19.  What some would call "superstition", or "luck", like crossing oneself without being a practicing Catholic or using incense or keep a "charm."

20.  "Story theology," a narration of how things began and went on to become.  Perhaps naive, maybe personal, or even scientific.

21.  "Deep" and "long" -- the new awe and wonder that comes from science, pushing back cosmos, time, history, mind, and the capacity of minds -- all expanding and transforming.  It has not been institutionalized so it remains somewhat literary.  An assurance of eternal life --  or at least a return in a new guise -- is replaced by the assurance that everything is connected and merely a transformation.

22.  "Humanism" is the claim that what humans do in terms of science, math, art, writing, civilizations, and so on can be elevated to the level of religion.  This is the claim of many in the American Humanist Association.

23.  It has been said that it is possible to make money into the entire content of religion: getting and spending replace virtue and sin.

24.  Religion can be unconscious, unacknowledged until there is some incident that requires answers to be found.

25.  Dogma, in particular, can be overcome, reversed, giving over to a new realization, a conversion.

26.  Some conflate religion with morality, completely blocking anything but right and wrong.

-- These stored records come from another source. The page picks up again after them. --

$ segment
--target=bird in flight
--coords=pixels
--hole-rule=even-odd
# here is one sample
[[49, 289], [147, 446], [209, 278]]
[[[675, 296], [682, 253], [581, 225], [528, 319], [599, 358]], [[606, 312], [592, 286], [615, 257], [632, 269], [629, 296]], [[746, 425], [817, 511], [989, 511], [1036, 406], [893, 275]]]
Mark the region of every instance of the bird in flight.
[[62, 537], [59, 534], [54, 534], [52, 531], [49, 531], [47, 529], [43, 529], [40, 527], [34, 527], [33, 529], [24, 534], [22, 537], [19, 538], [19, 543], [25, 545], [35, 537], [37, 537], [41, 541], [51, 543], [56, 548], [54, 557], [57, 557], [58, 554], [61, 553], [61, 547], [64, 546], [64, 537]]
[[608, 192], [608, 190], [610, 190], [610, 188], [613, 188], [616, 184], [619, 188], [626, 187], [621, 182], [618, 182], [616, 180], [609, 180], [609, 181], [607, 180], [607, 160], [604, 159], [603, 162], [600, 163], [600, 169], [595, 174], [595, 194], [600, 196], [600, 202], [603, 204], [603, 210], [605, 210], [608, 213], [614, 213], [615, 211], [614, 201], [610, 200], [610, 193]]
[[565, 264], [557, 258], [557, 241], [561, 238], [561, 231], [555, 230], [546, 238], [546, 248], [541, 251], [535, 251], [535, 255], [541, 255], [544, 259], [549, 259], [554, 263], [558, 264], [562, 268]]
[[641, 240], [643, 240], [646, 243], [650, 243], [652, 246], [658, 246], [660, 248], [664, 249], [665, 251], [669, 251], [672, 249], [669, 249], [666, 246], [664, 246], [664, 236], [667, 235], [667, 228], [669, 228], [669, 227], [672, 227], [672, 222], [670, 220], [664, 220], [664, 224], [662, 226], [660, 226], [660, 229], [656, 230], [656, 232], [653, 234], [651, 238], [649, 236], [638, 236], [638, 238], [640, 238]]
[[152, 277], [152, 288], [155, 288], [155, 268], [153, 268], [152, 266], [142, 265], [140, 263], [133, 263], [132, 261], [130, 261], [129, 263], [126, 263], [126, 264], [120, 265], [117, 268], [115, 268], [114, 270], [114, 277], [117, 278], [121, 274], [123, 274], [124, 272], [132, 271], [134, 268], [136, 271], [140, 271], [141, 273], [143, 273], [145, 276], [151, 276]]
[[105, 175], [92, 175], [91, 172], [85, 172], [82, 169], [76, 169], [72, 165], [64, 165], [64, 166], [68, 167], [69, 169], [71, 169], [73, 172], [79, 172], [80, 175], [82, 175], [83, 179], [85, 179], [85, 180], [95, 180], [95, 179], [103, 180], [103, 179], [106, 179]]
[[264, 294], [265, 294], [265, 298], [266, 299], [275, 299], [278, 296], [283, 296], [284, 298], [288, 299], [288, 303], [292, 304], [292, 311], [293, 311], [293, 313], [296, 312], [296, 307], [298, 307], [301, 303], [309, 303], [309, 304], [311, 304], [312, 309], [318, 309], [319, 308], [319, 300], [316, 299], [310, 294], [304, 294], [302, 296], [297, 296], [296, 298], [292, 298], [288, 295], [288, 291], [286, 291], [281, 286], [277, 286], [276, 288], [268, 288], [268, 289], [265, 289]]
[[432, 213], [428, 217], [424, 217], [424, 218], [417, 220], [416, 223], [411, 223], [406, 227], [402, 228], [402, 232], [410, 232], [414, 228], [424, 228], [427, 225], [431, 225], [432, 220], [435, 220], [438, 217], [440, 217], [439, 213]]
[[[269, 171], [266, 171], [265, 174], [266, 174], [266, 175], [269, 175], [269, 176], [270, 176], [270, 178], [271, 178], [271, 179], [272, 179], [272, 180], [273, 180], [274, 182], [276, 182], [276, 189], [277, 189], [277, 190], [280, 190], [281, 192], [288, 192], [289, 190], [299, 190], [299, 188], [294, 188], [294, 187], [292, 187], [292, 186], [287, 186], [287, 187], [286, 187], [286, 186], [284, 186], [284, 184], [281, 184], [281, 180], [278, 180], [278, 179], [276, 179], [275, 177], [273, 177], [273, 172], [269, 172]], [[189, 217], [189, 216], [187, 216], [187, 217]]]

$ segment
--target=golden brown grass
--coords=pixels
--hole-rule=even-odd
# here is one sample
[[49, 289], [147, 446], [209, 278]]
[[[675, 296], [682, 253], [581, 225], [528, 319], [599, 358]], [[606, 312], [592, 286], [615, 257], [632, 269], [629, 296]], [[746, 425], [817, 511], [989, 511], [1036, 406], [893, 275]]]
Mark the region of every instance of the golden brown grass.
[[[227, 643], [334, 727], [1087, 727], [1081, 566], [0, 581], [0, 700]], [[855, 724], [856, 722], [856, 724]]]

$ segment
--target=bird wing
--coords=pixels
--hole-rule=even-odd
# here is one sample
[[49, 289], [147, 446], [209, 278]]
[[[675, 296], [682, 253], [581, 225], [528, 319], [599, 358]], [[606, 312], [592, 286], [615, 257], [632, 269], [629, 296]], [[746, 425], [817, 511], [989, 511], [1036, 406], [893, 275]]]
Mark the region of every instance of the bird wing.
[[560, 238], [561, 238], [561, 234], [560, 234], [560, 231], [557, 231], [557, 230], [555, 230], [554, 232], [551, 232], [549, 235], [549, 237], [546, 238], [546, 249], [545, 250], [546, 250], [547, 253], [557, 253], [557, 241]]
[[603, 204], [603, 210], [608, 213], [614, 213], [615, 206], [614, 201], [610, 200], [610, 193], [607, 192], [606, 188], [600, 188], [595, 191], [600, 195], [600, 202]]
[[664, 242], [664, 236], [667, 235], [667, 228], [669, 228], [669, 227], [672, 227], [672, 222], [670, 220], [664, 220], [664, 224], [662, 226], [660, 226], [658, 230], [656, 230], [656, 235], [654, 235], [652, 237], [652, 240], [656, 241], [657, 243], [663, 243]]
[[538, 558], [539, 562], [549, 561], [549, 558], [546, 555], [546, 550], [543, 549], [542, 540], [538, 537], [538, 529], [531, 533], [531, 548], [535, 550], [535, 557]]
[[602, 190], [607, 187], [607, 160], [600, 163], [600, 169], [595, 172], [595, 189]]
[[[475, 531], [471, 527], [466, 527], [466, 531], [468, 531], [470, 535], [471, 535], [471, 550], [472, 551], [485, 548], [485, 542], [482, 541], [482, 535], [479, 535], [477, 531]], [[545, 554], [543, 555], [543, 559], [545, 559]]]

27.  To others religion is about ultimate authority:  God said what to do, kings are empowered by God, the Declaration of Independence is authorized by God.  People invested in hierarchy accept this.

28.  Personalizing God through Jesus or the Holy Family can be fulfilling for some people.  The Edmonton UU Church, where I've preached and done workshops, posted on today's tweet a little story.  "Famous Universalist minister Hosea Ballou argued with a Methodist colleague over the issue of eternal damnation."  (Universalist reasoned that if God were able to love and understand everyone, they would be saved in the end.)

"So the Methodist asserted, "If I were a Universalist and feared not the fires of hell, I could you on the head, steal your horse and saddle and ride away, and I'll still go to heaven!"  Ballou answered, "If you were a Universalist, the idea would never occur to you!"  So this idea depends on the nature of the person envisioned.

29.  Then there are the people who attribute to aliens in outer space some superior knowledge that will be equivalent to or explanatory of whatever religious ideas those aficionados already have.  They have let the desire to go to outer space displace the idea of heaven.

30.  Belonging to an institution gives an individual gathered with like-minded others into a force politically both on the local level and the national.  Maybe even worldwide.  It can lend force to derived NGO's such as Amnesty International and the various Service Committees.

31.  Joining in regular congregational singing, prayer, thought, ceremony or even dance is a way of strengthening human identity and peace of mind.


Much of religious thought is defensive, more academically called "apologetics," which limits thought.  But the most effective way of shutting down much religious thought is the forbidding of what is "felt" -- not emotions, but perception that may or may not have a name for what it perceives.


This is not definitive.  There may be more aspects.